Junichiro Kono, professor of electrical and computer engineering, of materials science and nanoengineering, of physics and astronomy, and chair of applied physics, will become the Karl F. Hasselmann Professor in Engineering.
Daniel Kowel, assistant professor of statistics (STAT), will become the Dobelman Family Assistant Professor of STAT.
Jamie Padgett, professor of civil engineering, will become the Stanley C. Moore Professor in Engineering.
Kono earned his Ph.D. in physics from the State University of New York at Buffalo in 1995 and joined the Rice faculty in 2000. His research is concerned with fundamental studies of light-matter interaction phenomena in quantum materials, especially using intense light and under extreme conditions of low temperature and high magnetic field, to realize new phases of matter. Possible applications include ultrafast optoelectronic devices and quantum technologies.
Kono has published more than 200 journal articles, holds two patents and received the National Science Foundation CAREER Award in 2002. He has been a fellow of the American Physical Society since 2009, the Optical Society since 2015 and SPIE since 2019. Kono founded the international research experience program called NanoJapan for undergraduates.
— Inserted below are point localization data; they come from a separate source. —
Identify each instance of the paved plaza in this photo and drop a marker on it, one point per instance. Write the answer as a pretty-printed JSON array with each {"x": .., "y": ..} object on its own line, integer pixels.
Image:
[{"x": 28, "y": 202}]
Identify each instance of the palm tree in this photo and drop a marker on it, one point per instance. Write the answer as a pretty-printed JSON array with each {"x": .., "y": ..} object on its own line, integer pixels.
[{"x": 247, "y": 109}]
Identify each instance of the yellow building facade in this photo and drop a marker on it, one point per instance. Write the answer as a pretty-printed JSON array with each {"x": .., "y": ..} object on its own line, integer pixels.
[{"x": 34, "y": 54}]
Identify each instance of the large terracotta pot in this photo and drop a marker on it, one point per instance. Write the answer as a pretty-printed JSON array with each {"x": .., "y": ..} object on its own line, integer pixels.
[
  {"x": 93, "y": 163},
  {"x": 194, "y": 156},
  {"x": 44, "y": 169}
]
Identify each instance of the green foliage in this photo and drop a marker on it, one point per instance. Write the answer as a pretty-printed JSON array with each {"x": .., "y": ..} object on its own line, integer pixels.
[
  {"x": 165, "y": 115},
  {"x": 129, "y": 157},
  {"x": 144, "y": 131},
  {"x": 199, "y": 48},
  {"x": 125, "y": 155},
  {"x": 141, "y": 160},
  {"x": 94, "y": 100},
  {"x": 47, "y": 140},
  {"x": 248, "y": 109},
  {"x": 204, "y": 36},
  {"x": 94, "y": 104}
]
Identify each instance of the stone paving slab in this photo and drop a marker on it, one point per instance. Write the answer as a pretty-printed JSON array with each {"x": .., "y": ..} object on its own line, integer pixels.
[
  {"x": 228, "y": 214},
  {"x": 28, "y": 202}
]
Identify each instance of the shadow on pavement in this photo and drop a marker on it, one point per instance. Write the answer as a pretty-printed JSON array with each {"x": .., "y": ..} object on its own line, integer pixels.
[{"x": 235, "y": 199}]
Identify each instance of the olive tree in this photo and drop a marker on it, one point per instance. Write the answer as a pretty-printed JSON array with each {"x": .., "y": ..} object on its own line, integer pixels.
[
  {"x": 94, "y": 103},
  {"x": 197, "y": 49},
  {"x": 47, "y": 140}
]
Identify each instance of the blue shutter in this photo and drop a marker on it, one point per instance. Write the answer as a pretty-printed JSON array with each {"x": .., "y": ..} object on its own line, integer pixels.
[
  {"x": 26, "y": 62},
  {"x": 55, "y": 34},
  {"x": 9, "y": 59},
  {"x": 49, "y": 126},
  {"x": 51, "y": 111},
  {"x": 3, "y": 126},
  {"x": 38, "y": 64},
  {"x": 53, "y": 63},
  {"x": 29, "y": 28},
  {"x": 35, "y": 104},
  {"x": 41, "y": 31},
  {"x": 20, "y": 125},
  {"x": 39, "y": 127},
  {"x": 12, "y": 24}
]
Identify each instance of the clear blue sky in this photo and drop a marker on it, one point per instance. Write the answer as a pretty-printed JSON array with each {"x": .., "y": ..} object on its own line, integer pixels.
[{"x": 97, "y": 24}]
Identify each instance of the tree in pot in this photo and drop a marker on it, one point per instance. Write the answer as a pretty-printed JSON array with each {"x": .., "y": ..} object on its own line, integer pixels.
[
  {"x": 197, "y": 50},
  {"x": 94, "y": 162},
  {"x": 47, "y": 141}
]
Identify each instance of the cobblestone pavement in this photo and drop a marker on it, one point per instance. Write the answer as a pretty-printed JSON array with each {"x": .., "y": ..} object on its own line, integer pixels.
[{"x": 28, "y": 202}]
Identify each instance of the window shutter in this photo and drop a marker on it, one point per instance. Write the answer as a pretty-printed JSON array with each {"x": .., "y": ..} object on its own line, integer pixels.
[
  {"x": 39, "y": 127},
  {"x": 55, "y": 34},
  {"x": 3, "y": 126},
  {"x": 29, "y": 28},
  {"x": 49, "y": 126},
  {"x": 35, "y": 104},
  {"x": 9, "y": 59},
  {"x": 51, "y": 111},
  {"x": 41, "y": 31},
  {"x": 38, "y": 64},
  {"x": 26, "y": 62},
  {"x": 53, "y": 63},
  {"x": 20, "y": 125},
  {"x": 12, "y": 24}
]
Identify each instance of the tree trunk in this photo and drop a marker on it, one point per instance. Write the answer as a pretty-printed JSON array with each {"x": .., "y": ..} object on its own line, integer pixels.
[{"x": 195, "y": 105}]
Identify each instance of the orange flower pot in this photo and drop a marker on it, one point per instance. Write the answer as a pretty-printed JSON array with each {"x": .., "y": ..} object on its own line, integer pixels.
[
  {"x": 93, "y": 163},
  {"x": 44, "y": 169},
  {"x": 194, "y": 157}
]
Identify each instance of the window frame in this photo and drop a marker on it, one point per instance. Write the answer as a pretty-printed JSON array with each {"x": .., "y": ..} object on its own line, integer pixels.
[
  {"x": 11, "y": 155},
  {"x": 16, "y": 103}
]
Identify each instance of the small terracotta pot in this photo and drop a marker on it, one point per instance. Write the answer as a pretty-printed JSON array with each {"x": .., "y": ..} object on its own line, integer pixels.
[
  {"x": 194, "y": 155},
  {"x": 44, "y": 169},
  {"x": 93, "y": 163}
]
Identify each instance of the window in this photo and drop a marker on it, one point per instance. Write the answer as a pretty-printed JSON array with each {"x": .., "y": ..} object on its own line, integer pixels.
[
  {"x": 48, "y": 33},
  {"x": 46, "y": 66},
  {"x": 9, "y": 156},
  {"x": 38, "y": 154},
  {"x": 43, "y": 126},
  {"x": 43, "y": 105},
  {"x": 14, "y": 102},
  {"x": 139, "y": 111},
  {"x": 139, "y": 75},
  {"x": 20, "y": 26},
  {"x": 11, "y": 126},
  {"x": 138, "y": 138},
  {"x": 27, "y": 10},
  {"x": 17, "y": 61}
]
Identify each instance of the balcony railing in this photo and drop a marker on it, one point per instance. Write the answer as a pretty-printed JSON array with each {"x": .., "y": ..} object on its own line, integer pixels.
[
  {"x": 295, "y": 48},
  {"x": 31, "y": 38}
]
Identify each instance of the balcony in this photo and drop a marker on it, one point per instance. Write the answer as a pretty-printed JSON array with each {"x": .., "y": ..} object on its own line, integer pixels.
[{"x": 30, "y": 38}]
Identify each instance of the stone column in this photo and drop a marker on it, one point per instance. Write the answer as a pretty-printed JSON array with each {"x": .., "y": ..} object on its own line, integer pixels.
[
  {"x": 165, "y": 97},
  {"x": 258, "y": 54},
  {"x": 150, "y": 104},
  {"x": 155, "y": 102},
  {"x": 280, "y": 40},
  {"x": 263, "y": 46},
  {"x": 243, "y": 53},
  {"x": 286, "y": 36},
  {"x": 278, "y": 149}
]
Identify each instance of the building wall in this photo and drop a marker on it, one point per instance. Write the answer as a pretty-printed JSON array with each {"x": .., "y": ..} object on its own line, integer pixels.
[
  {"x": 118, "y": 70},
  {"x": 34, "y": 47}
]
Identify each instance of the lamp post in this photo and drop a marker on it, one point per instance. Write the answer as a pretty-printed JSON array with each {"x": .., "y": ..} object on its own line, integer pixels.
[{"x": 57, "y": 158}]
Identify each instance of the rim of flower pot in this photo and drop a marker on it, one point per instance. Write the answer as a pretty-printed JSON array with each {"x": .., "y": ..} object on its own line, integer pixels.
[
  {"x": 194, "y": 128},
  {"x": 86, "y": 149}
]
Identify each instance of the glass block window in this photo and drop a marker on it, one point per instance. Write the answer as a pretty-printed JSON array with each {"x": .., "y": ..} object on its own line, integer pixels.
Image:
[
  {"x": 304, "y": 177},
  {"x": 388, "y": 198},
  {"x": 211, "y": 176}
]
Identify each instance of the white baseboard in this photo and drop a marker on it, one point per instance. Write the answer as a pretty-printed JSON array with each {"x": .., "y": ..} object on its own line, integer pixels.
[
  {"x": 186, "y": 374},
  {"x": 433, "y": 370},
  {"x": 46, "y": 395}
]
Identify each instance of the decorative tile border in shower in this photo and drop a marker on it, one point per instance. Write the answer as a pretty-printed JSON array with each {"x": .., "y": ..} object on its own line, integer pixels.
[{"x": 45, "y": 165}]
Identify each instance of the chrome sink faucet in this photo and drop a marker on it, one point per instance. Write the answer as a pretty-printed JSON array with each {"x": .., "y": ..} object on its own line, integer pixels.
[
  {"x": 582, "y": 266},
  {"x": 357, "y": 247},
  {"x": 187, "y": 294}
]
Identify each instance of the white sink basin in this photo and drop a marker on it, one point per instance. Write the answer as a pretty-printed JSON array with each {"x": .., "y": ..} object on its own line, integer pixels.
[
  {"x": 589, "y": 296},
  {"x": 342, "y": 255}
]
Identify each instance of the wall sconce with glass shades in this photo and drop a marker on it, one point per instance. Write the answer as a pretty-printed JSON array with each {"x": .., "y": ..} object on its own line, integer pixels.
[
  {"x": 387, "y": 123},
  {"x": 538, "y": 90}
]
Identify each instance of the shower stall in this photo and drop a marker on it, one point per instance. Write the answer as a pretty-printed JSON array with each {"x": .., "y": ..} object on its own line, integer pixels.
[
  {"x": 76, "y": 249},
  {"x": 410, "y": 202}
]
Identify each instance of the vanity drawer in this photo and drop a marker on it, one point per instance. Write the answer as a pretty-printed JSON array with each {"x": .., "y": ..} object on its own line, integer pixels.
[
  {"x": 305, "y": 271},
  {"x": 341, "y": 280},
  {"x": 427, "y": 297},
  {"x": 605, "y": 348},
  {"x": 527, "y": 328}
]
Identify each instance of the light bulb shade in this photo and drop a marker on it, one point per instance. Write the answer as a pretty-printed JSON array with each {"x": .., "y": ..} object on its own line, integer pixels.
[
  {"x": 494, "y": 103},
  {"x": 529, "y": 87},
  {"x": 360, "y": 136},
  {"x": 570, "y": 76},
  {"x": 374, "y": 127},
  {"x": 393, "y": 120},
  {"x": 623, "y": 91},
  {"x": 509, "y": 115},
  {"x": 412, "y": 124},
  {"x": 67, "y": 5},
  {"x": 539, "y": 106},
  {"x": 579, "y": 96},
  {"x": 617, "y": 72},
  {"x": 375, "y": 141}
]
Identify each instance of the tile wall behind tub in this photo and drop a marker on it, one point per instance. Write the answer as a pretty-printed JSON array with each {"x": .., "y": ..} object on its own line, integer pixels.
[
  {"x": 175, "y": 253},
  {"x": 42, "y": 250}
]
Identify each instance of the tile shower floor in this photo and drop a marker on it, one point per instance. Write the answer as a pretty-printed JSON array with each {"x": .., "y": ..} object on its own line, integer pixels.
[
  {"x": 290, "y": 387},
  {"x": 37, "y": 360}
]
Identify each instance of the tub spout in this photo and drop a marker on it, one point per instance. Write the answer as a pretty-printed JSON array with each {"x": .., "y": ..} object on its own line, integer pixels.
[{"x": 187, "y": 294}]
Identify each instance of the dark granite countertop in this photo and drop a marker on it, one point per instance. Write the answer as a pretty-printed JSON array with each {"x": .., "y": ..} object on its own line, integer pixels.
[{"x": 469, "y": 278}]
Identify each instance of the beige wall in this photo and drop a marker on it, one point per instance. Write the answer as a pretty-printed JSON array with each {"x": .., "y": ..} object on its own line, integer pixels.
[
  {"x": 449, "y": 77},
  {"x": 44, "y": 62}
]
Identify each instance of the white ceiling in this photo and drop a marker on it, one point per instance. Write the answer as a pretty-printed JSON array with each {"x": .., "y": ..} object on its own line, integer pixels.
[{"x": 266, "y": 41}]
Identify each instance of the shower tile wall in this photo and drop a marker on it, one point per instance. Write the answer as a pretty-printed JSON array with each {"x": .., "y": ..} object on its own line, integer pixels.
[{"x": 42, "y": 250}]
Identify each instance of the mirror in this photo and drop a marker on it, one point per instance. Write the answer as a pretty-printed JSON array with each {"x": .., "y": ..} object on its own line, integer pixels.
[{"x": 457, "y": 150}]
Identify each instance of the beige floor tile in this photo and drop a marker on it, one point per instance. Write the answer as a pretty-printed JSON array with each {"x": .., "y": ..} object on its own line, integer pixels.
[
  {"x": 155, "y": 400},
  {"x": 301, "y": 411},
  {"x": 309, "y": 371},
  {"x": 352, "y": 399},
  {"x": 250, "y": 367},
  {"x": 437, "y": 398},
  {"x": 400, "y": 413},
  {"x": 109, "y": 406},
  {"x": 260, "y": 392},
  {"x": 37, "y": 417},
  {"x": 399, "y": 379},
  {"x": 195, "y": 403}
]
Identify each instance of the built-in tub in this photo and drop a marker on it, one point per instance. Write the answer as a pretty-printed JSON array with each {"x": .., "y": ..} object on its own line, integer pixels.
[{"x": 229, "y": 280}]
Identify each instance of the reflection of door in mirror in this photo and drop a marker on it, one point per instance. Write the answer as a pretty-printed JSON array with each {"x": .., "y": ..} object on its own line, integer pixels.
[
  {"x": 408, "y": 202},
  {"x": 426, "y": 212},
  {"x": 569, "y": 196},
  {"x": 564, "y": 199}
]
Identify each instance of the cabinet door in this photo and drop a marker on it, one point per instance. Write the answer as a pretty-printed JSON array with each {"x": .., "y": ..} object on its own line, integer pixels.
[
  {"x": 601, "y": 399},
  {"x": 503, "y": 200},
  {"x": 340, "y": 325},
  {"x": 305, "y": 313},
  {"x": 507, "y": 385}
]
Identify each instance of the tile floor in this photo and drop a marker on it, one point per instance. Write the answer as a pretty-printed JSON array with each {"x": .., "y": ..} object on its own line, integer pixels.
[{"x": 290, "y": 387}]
It was funded by the NSF and received the Heiskell Award for Innovation from the Institute of International Education in 2008.
In 2017, Kowal earned his Ph.D. in statistical science, with a minor in finance, from Cornell University. He received a B.A. in mathematics from Washington University in St. Louis in 2012 and a master’s degree in statistics from Cornell in 2015. He joined the Rice faculty in 2017.
Kowal's research focuses on statistical methods for massive data sets with complex dependence structures, including functional, time series and spatial data. He recently received the ARO Young Investigator Award from the Army Research Office for his work on “Optimal Bayesian Approximations for Targeted Prediction.”
Padgett earned her Ph.D. in civil engineering from Georgia Tech in 2007 and joined the Rice faculty that year. Her research focuses on risk assessment of structures and infrastructure exposed to multiple hazards, such as hurricanes, floods and earthquakes. She serves on the leadership of national research centers that advance resilience modeling for infrastructure and their surrounding communities.
She was recently named a Fellow of the Structural Engineering Institute of the ASCE and was founding chair of its technical committee on Multiple Hazard Mitigation. Padgett has received a 2011 NSF CAREER Award and the 2017 ASCE Walter L. Huber Civil Engineering Research Prize, and in 2019 named the Emergency Management Institute’s Objective Resilience Distinguished Lecturer.